The contract was renewed for him as soon as he expressed a desire to continue working further. In 1999, he accepted American citizenship without renouncing Russian. Shortly before that, he suggested that his wife return home, but both of them already understood: they had nothing in their homeland. All their savings have been burned out, there is no work, the children have been living their lives for a long time.
And the couple eventually acquired a modest house in a green area, settled down. They flew to Moscow several times a year to visit friends, children and grandchildren.
When asked how his father would react to his emigration, Sergei Nikitovich replied: you cannot transfer a historical person to another time. Times have changed and relations between the two countries have changed. In these realities, Nikita Khrushchev could well approve of the choice of his son.
Living in the proposed circumstances
Sergey Khrushchev admitted in his interviews: he liked living in Providence, Rhode Island. The climate and the surrounding nature were quite satisfactory for him, a modest one-story house made it possible to exist quite comfortably. On their plot, he and his wife set up a small pond with fish, laid out flower beds and felt very good.
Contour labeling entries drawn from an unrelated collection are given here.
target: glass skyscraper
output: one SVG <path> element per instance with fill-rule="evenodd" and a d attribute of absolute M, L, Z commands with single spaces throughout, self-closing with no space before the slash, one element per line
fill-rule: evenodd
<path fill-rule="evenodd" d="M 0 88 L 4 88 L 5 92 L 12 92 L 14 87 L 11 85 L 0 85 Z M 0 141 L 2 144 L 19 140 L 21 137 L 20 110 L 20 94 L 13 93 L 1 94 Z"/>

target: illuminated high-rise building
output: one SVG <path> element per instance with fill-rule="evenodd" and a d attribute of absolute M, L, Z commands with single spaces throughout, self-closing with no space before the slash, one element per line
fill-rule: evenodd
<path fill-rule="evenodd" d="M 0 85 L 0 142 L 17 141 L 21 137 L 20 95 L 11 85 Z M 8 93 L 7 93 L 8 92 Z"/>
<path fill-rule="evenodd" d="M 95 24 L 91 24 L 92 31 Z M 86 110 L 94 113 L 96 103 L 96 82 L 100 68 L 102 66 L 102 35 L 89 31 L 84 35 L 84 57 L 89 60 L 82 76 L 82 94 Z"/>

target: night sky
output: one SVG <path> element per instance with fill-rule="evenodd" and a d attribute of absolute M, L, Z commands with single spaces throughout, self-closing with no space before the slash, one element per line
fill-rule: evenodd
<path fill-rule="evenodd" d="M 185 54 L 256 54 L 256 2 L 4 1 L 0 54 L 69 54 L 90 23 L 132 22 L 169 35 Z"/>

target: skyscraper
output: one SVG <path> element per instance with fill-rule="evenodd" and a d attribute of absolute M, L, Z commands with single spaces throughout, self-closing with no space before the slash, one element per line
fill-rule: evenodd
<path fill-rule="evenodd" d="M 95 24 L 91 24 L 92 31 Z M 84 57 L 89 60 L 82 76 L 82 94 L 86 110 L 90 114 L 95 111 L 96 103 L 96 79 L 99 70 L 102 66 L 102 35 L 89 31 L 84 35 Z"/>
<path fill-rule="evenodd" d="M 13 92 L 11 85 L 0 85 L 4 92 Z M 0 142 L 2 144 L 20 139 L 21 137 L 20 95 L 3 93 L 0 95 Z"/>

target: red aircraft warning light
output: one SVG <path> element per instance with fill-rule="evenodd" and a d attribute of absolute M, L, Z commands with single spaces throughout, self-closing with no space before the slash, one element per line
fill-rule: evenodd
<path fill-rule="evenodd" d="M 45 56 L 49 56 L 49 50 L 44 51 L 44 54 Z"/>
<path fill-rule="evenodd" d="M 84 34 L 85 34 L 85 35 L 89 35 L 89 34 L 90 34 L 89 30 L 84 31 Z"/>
Moreover, children from time to time flew to them in America. They did not even intend to move at all, because in Russia each of the sons had a job, and in the USA they would have to start everything from scratch. In 2007, the couple went through the greatest tragedy together: the eldest son of Sergei Khrushchev, Nikita, a journalist and editor who served in the Moscow News newspaper, died.
The youngest, Sergey, is still engaged in business, works in the field of automated systems, and lives in Moscow.
Mysterious departure
Several years ago, Sergei Nikitovich left teaching and retired. He almost never went out, preferred to communicate only with neighbors, and even then not too often.
On June 18, 2020, Sergei Nikitovich died, and the details of his death seem not entirely ordinary. According to the head of the public relations department of the police department, Todd Patalano, the police received a call about Sergei Khrushchev receiving a gunshot wound to the head. Leaving the address, the police found that Sergei Khrushchev had died.
The fact of the gunshot wound was confirmed by the public relations officer of the Department of Health Joseph Wendelken. But Valentina Golenko, the widow of Sergei Khrushchev, said that he "died of old age."
Todd Patalano later announced the completion of the investigation into the Khrushchev case and noted that no violent actions had been taken against Sergei Khrushchev by third parties, which means that no charges would be brought forward. The son of Nikita Khrushchev did not live to see his 85th birthday for only two weeks.
For some, the period of Khrushchev's rule is the Thaw, the resettlement of communal apartments and flights into space. For some - the shooting of workers in Novocherkassk, the destruction of agriculture and persecution of the priesthood. In any case, it was a bright period of Soviet and Russian history, and it left a big mark after itself - including in our language.